Darkness was in once. People wore extremely strong and heavy fragrances and no one thought twice about it, Cabochard for instance, or Guerlain’s old heavy hitter Djedi, or the original Ungaro which I recall had a very dark sillage, sort of like a black hole altering the time space continuum as it came down the street, sucking in every other fragrance for yards around into its impossibly dense core. Come to think of it, the original Must de Cartier did that too. But then, once upon a time, it was the eighties and nineties.
You get a lot of perfumes called black or noir now, but the reality is often a tame backing off from animalic musks or woods, or Heaven preserve us! Oakmoss!!

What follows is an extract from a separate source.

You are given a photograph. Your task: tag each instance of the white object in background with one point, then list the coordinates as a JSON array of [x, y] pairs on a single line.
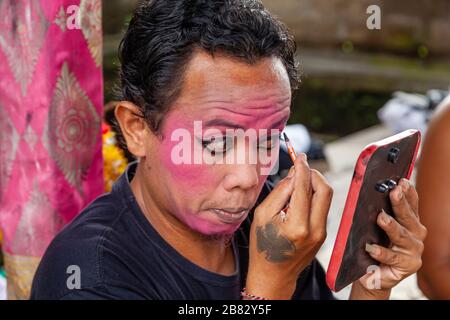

For instance just how noir is Coco Noir? Not very noir eh? Not even as noir as a Raymond Chandler novel, but apparently it’s popular though the amber/patchouli/geranium accord is a sort of melding or back-breeding of Coco and Coco Mademoiselle. The name seems a good deal darker than the reality.
How about animalics? Well Musc Tonkin has joined the Parfum d’Empire line now and in edp form is still wowing people by its rather frank references to carnality. But of course this is nothing new in perfume, people have been putting on musk and musky compositions for thousands of years. I bet the same folks who find Musc Tonkin daring would run screaming from a good spritz of vintage Bandit.
In fact if you want to have a good time at Halloween the animalic chypres are rather fun to break out. They are essentially “Boo!” in a bottle. Things like Parfum d’Elle or Lanvin’s Scandal read as impossibly heavy and black now, smelling them blind you might guess that they would stain skin like squid ink. These days their equivalents are not much in evidence, well you might try Juliette Has a Gun Midnight Oud, or possibly Francis
Kurdijian’s Absolue Pour le Soir but that’s an oriental rather than a chypre.
Darkness is currently out of fashion. It might come back but my guess is- not any time soon. For Halloween I’ll just have to scare up a decant of Bandit.